Monash University campus
Marta Teperek, the Data Stewardship Coordinator at TU Delft Library, is now in Australia: doing a short study trip to exchange practice with Australian colleagues, and subsequently taking part in the RDA Plenary 15 Meeting and associated events in Melbourne.
She aims to post short updates from her trip.
On the second day of my study trip, I have met with David Groenewegen and his colleagues from Monash University. I met with colleagues working at the central Monash University Library (David, Neil Dickson, Beth Pearson, Patrick Splawa-Neyman and Andrew Harrison) and with colleagues from the Monash e-Research Center (Anitha Kannan, Stephen Dart and Nicholas McPhee).
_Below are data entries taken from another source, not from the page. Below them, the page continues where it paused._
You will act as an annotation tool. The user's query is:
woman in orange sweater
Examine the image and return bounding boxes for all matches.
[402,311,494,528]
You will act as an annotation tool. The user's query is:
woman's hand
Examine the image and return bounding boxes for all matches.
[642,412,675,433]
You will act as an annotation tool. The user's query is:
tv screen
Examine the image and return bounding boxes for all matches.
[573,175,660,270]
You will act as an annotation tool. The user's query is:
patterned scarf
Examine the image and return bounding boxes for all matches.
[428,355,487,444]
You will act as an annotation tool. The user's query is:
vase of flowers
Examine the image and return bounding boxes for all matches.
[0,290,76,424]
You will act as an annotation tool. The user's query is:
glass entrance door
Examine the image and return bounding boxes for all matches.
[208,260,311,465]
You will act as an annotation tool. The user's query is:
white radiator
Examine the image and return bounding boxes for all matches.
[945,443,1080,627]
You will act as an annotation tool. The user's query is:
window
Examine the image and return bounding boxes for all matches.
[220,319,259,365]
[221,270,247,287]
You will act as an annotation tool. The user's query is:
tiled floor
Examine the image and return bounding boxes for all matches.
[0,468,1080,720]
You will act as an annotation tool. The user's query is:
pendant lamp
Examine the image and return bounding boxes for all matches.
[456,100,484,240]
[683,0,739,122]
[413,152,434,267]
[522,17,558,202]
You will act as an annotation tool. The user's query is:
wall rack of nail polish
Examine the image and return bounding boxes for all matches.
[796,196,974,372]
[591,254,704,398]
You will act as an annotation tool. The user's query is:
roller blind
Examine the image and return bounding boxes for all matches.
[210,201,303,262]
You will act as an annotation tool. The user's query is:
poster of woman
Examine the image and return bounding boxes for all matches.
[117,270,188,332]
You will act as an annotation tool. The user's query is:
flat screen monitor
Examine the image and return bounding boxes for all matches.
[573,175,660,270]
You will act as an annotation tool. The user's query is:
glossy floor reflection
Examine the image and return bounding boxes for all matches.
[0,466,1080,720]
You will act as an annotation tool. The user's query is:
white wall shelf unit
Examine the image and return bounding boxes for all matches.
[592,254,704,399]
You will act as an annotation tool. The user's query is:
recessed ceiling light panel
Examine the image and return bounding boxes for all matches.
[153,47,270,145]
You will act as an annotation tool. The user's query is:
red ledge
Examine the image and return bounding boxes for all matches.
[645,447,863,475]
In summary: I wish I had more time to spend with colleagues from Monash University – truly impressive work, despite a very lean team and a massive university (spread around several campuses… and continents) – there is really a lot to learn from their approach to research data.
While I am sure that my poor head wasn’t able to contain everything, see below some key highlights and points which I think are most important for us at TU Delft (and any other institution which aspires to have world-leading data management services).
Data Fluency and the importance of perseverance
At Monash University the main problem when it comes to providing digital skills training is the size of the institution: not only ~80,000 students, ~8,000 staff and ~5,000 doctoral students (source: Wikipedia), but also multiple campuses to take care of. To address the demand for training, the Library is now the hub of the Data Fluency initiative. The aim of this initiative is to empower researchers with skills to transform their own research data and workflows as they see fit, and make them more effective.
Similarly to Melbourne’s Research Computing Services, the Data Fluency initiative has community engagement at its core. Courses are mostly based on Carpentry-style lessons and are taught by academics and professional staff. In addition, postgraduate students are often hired as professional instructors (this means a workforce of dozen people paid by the hour for their work). This allows the library to run courses every week. Last year they have trained impressive 1,200 people (this year’s target is even higher at 1,500!). The instructors are part of Monash University Community of Practice – people who attended previous workshops and want to continue learning through sharing, exchange, and regular interactions. In addition to frequent workshops, the community is sustained by afternoon data seminars (monthly) and Friday drop-in sessions (weekly).
Perseverance can be sometimes very important
At TU Delft we also tried running our Coding Lunch and Data Crunch sessions (monthly) as drop-in opportunities for any code and data questions. However, not many researchers attended these sessions and as a result, they are now on hold. Interestingly, colleagues from Monash explained to me that in their case perseverance was key. They also experienced sessions where no researchers turned up. Instead of stopping the sessions, they experimented with locations. Turned out that rooms with glass windows (so that passersby can see that the inside is not scary), proximity to cafeterias, and organising the sessions in locations which don’t require researchers to make a lot of effort to get to, worked best.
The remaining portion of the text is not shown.